I had a young pitcher, 11 years old, come to me from another pitching coach just the other day. And while her mechanics are very solid, I asked her to show me her fastpitch pitching warm-up, and she grabbed her Composite Xelerator with the 12-inch leather ball and just started zipping it around as a warm-up tool. I suggested that the first thing she should do to dynamically warm up is arm circles, then throw overhand, then into a progressive pitching motion, from flicks to Ks or mediums to walk-throughs, etc., then on to full distance pitching. And if she’s going to use this tool as one of her pitching tools, I recommend it more as a training or strength-building implement than a warm-up implement, because it weighs a lot more than a regular softball.
And here’s a little more detail on all my thoughts regarding this:
- A regulation 12-inch softball weighs about 6.25–7 oz.
- A 16 oz training implement is more than twice the mass.
- In a windmill pitch, the shoulder experiences substantial rotational forces. Increasing the mass increases the torque required to accelerate and, importantly, decelerate the arm.
- At the beginning of practice, the rotator cuff, scapular stabilizers, connective tissues, and nervous system are not yet fully prepared for high-load, high-speed movements.
From a sports performance standpoint, most warm-up progressions follow this pattern:
- Increase body temperature.
- Activate the shoulder and scapular muscles.
- Gradually increase arm speed.
- Perform full-speed throws or pitches.
- Introduce overload work, if appropriate.
That progression minimizes sudden loading of cold tissues.
Where I would use a pitching device like this
If I were designing a pitching strength-building session, working on correcting an arm circle hitch, or focusing on increasing velocity, I’d be much more comfortable using it:
- After the pitcher has completed a full dynamic warm-up.
- After light throws or warm-up pitches.
- During a dedicated strength or overload block.
- In small volumes with good mechanics.
- Not every day.
Using it as the very first thing a pitcher does would make me more cautious, particularly with younger athletes.

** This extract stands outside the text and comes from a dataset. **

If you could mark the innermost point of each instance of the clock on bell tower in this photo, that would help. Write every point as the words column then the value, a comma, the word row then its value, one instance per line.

Age of the pitcher matters somewhat
For 10U, 12U, even most 14U pitchers, I would be especially conservative because they’re still developing strength, coordination, and tissue tolerance.
For mature high school or college pitchers with good mechanics and a structured training program, overload implements may have a place—but they still don’t replace a proper warm-up.
One thing I’d emphasize
The greater concern may not even be the static weight—it’s the combination of weight and speed. The force on the shoulder isn’t determined solely by weight. A heavier object moving at high speed in a circular path increases the rotational demands on the shoulder, elbow, and trunk. That’s why coaches are often cautious about introducing weighted implements before athletes are thoroughly warmed up.
Based on current sports medicine principles, I would view a 16-ounce pitching trainer as a training implement rather than a warm-up implement. I would want the shoulder and the rest of the kinetic chain prepared first with progressive movement and normal throwing or pitching before introducing additional load. That position is consistent with general overload-training principles, even though there isn’t strong published evidence specifically evaluating this particular softball training aid as a warm-up tool.